2. STRUTTURA DELL’ORGANIZZAZIONE

DAZN Group è una holding inglese di partecipazione di società (il nostro “Gruppo”) che commercializza contenuti sportivi multimediali su molteplici piattaforme di emissione e digitali nell’ambito delle nostre attività di contenuti, OTT e media. Il Gruppo ha oltre 2.500 dipendenti in 30 Paesi.

3. LE NOSTRE POLITICHE SULLA SCHIAVITÙ E SUL TRAFFICO DI ESSERI UMANI

Ci impegniamo per assicurarci che non si verifichino episodi di schiavitù moderna o traffico di esseri umani nella nostra rete di fornitori o in nessuna parte del nostro business. La nostra politica sulla schiavitù e sul traffico di esseri umani (allegata) riflette il nostro impegno ad agire eticamente e con integrità in tutti i nostri legami commerciali e per implementare e far rispettare sistemi e controlli efficaci per assicurarci che non si verifichino episodi di schiavitù e traffico di esseri umani in nessuna parte della nostra rete di fornitori.

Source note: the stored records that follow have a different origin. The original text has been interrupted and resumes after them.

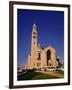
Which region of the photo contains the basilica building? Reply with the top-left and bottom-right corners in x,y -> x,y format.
27,24 -> 58,69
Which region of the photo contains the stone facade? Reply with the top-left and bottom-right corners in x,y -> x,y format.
28,24 -> 58,69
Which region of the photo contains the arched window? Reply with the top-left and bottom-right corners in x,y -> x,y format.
47,50 -> 51,66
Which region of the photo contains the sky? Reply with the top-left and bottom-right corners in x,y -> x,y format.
17,9 -> 64,66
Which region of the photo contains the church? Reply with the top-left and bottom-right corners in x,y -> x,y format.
27,24 -> 58,69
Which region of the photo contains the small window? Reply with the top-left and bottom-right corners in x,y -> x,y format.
33,36 -> 36,38
37,63 -> 41,67
37,52 -> 41,60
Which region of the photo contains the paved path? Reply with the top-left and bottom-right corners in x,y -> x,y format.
36,71 -> 64,78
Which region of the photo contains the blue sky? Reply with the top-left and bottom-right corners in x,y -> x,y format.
17,9 -> 64,66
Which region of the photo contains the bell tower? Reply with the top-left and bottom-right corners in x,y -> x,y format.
31,24 -> 37,68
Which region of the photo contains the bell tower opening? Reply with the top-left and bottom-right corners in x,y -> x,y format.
47,50 -> 51,66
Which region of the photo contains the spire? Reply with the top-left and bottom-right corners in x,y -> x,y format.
33,23 -> 36,32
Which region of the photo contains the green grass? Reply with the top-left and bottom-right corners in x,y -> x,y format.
17,70 -> 63,80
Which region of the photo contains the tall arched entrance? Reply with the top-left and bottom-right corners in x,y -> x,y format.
46,49 -> 51,66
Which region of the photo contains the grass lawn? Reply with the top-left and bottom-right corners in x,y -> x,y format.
17,70 -> 63,80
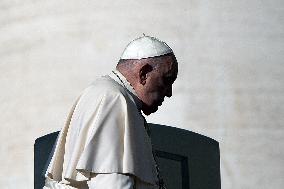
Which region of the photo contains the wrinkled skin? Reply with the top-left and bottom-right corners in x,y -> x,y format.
135,55 -> 178,115
117,54 -> 178,115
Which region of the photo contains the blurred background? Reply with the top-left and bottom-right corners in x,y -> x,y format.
0,0 -> 284,189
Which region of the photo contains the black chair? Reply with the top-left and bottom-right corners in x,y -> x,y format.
34,124 -> 221,189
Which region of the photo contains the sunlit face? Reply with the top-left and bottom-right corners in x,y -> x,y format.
140,55 -> 178,115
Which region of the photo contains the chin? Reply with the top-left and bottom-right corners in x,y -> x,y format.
142,106 -> 158,115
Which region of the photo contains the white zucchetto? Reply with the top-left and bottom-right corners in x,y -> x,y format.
120,35 -> 173,59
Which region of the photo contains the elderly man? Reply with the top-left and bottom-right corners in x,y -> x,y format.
44,36 -> 178,189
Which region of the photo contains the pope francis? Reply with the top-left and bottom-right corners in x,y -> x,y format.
44,35 -> 178,189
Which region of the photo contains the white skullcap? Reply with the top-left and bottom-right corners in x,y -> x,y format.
120,35 -> 173,59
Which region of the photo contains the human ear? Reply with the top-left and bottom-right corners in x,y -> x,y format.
139,64 -> 153,85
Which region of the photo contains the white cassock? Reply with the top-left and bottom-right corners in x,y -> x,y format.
45,71 -> 158,189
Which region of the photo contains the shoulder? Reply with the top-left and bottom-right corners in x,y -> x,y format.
80,76 -> 130,106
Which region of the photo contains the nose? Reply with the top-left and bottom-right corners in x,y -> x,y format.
166,86 -> 173,98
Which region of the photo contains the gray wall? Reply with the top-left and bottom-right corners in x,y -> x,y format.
0,0 -> 284,189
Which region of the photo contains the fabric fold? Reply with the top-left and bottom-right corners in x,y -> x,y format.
46,76 -> 157,185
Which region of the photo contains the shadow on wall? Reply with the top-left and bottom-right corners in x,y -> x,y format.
34,124 -> 221,189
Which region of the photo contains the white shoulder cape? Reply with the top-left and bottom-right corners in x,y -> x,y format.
46,76 -> 157,185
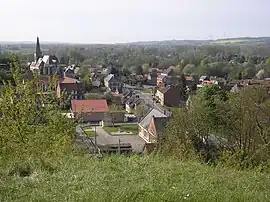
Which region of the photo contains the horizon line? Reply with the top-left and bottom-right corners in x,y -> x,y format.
0,36 -> 270,45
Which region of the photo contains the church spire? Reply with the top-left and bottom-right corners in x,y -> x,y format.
36,37 -> 42,62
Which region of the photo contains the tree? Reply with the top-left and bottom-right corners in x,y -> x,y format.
133,65 -> 143,75
256,69 -> 264,79
183,64 -> 195,75
134,105 -> 145,121
0,61 -> 75,160
142,63 -> 149,74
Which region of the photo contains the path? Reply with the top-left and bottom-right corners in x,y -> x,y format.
91,126 -> 145,153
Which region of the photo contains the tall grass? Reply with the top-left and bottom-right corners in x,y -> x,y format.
0,155 -> 270,201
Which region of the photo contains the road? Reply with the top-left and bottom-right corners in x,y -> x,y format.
76,126 -> 145,153
136,90 -> 172,116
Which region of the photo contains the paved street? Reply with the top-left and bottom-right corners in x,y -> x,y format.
88,126 -> 145,153
136,90 -> 171,115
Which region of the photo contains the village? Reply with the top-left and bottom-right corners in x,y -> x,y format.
24,38 -> 270,153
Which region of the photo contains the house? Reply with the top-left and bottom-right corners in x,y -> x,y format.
147,68 -> 159,85
155,86 -> 186,107
138,109 -> 169,143
199,76 -> 210,83
104,74 -> 123,93
64,65 -> 80,78
30,37 -> 61,76
71,100 -> 109,122
125,95 -> 142,114
56,77 -> 85,100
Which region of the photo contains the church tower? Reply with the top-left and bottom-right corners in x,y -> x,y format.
35,37 -> 42,62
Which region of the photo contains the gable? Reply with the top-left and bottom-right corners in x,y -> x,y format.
148,118 -> 157,136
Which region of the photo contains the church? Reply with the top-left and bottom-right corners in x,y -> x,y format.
30,37 -> 63,77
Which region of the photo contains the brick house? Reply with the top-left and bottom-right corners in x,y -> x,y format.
56,77 -> 84,100
155,86 -> 185,107
71,100 -> 109,122
104,74 -> 123,93
138,109 -> 169,143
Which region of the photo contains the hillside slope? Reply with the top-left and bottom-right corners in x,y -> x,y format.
0,156 -> 270,202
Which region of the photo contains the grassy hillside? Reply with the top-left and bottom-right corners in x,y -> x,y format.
0,156 -> 270,202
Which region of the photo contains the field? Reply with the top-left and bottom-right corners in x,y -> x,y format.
0,156 -> 270,202
103,124 -> 138,135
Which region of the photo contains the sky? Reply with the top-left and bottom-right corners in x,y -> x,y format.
0,0 -> 270,43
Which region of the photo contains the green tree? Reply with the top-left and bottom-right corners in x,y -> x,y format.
0,61 -> 75,160
133,65 -> 143,75
183,64 -> 195,75
179,74 -> 188,100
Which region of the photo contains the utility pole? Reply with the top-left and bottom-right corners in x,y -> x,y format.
118,138 -> 121,154
95,125 -> 97,146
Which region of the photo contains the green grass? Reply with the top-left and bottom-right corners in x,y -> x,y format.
142,89 -> 153,94
212,39 -> 248,44
103,124 -> 138,135
0,156 -> 270,202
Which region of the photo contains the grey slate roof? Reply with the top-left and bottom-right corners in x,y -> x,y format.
104,74 -> 114,82
154,117 -> 169,135
139,109 -> 167,130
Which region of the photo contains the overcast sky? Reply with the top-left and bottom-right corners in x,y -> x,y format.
0,0 -> 270,43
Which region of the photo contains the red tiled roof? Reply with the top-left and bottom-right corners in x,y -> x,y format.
71,100 -> 109,113
59,77 -> 78,83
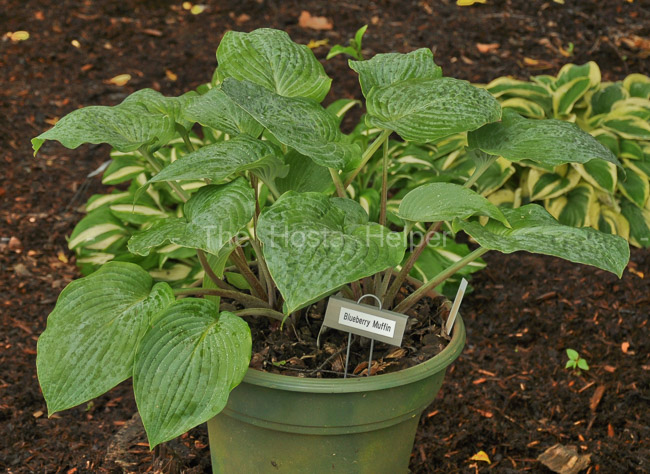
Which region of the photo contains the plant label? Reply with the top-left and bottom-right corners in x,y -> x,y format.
323,296 -> 408,347
445,278 -> 467,336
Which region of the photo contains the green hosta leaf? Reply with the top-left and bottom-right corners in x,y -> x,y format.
528,165 -> 580,201
149,134 -> 288,186
257,191 -> 405,314
397,183 -> 510,226
454,204 -> 630,277
485,76 -> 551,104
217,28 -> 332,102
555,61 -> 601,88
122,89 -> 198,130
545,183 -> 596,227
602,116 -> 650,140
68,207 -> 129,250
184,88 -> 263,137
36,262 -> 174,415
476,157 -> 516,195
623,74 -> 650,99
129,178 -> 255,255
275,150 -> 334,194
596,205 -> 630,240
221,79 -> 361,169
410,239 -> 486,298
501,97 -> 546,119
366,77 -> 501,142
102,155 -> 147,185
133,298 -> 251,449
32,104 -> 175,154
572,160 -> 618,193
349,48 -> 442,97
590,83 -> 629,115
616,166 -> 650,208
468,109 -> 620,166
621,199 -> 650,248
553,77 -> 590,117
109,204 -> 169,225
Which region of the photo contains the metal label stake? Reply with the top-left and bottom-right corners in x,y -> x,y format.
323,294 -> 408,378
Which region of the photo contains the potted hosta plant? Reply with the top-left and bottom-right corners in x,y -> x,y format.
33,29 -> 629,472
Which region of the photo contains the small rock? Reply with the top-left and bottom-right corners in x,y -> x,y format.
9,237 -> 23,250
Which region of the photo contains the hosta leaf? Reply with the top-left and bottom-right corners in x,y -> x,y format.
184,88 -> 263,137
596,205 -> 630,240
553,77 -> 590,117
528,165 -> 580,201
217,28 -> 332,102
476,157 -> 516,195
453,204 -> 630,277
36,262 -> 174,415
133,298 -> 251,449
590,83 -> 628,115
398,183 -> 510,227
275,150 -> 334,194
129,178 -> 255,255
102,155 -> 146,185
257,191 -> 405,314
32,104 -> 174,154
68,207 -> 129,250
468,109 -> 620,166
572,160 -> 618,193
545,183 -> 596,227
602,116 -> 650,140
555,61 -> 601,87
149,134 -> 287,182
221,79 -> 361,169
122,89 -> 198,130
348,48 -> 442,97
501,97 -> 546,119
621,199 -> 650,247
485,76 -> 551,103
366,77 -> 501,142
616,166 -> 650,208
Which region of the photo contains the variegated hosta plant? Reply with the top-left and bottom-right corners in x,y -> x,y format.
398,62 -> 650,247
33,29 -> 629,447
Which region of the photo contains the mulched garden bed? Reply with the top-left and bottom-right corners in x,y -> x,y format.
0,0 -> 650,473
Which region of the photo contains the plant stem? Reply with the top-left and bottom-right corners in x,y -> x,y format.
196,249 -> 237,291
251,236 -> 275,307
394,247 -> 489,313
138,147 -> 189,202
174,288 -> 271,309
328,168 -> 346,197
384,221 -> 442,308
181,131 -> 196,153
345,130 -> 392,188
235,308 -> 284,321
230,247 -> 268,300
379,136 -> 388,225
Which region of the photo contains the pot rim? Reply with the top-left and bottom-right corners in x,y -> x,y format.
242,290 -> 465,393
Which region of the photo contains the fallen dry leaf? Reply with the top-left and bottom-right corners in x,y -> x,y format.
105,74 -> 131,86
476,43 -> 501,54
298,10 -> 334,30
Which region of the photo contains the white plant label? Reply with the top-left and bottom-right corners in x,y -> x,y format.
323,296 -> 408,347
445,278 -> 467,336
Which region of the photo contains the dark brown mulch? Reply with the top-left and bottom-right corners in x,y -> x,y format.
0,0 -> 650,472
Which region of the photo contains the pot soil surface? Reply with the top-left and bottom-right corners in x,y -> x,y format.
0,0 -> 650,473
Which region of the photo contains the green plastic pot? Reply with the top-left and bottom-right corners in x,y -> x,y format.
208,316 -> 465,474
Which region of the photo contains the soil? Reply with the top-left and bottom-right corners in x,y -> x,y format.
0,0 -> 650,474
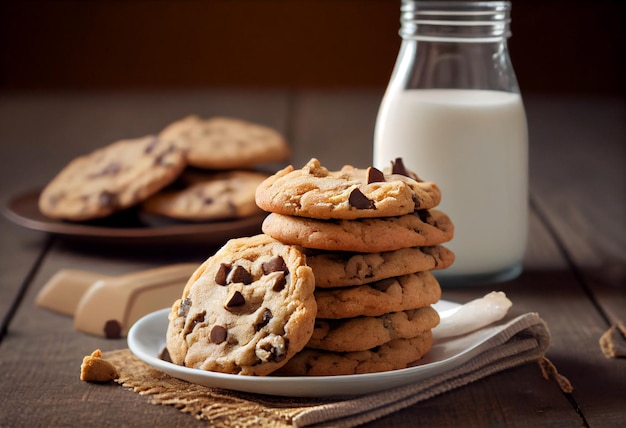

4. PROCESSI DI DUE DILIGENCE PER SCHIAVITÙ E TRAFFICO DI ESSERI UMANI

Come parte dei nostri sforzi per individuare e ridurre il rischio che nella nostra rete di fornitori si verifichino episodi di schiavitù e traffico di esseri umani, abbiamo adottato delle procedure per identificare il rischio di schiavitù moderna associato ai nostri fornitori. Le nostre procedure sono pensate per:

  • identificare e valutare potenziali aree di rischio nella nostra attività e nella nostra rete di fornitori;
  • ridurre il rischio che si verifichino episodi di schiavitù e traffico di esseri umani nella nostra attività e rete di fornitori;
  • monitorare le potenziali aree di rischio nella nostra attività e rete di fornitori; e
  • proteggere gli informatori.

Non riteniamo di operare in settori o luoghi ad alto rischio, ma il Gruppo valuterà regolarmente la natura e la misura della sua esposizione al rischio che si verifichino episodi di schiavitù moderna nella sua rete di fornitori, implementando valutazioni di rischio al riguardo e un monitoraggio costante dei propri fornitori, esistenti o nuovi. Qualora si identifichi un rischio potenziale, agiremo secondo due diligence con i nostri fornitori o proporremo loro che ci permettano di verificare la situazione. Ci aspettiamo che tutti i nostri fornitori rispettino la nostra politica sulla schiavitù e non tollereremo la schiavitù e il traffico di esseri umani nella nostra rete di fornitori. Per esempio, se dovessimo avere prove di episodi di schiavitù e traffico di esseri umani nella nostra rete di fornitori, provvederemmo a cessare immediatamente ogni tipo di relazione con il fornitore in questione.

5. ULTERIORI PASSI

Al termine di ogni esercizio finanziario, revisioneremo le nostre azioni per evitare che si verifichino episodi di schiavitù e traffico di esseri umani nella nostra rete di fornitori e identificheremo eventuali ulteriori passi opportuni per affrontare il problema della schiavitù in relazione alla nostra attività. Intendiamo investire nella formazione del nostro personale e questa formazione aiuterà i nostri lavoratori a riconoscere eventuali rischi di episodi di schiavitù moderna e traffico di esseri umani nella nostra rete di fornitori. Vogliamo che i nostri dipendenti siano in grado di identificare e segnalare qualunque potenziale violazione delle nostre politiche .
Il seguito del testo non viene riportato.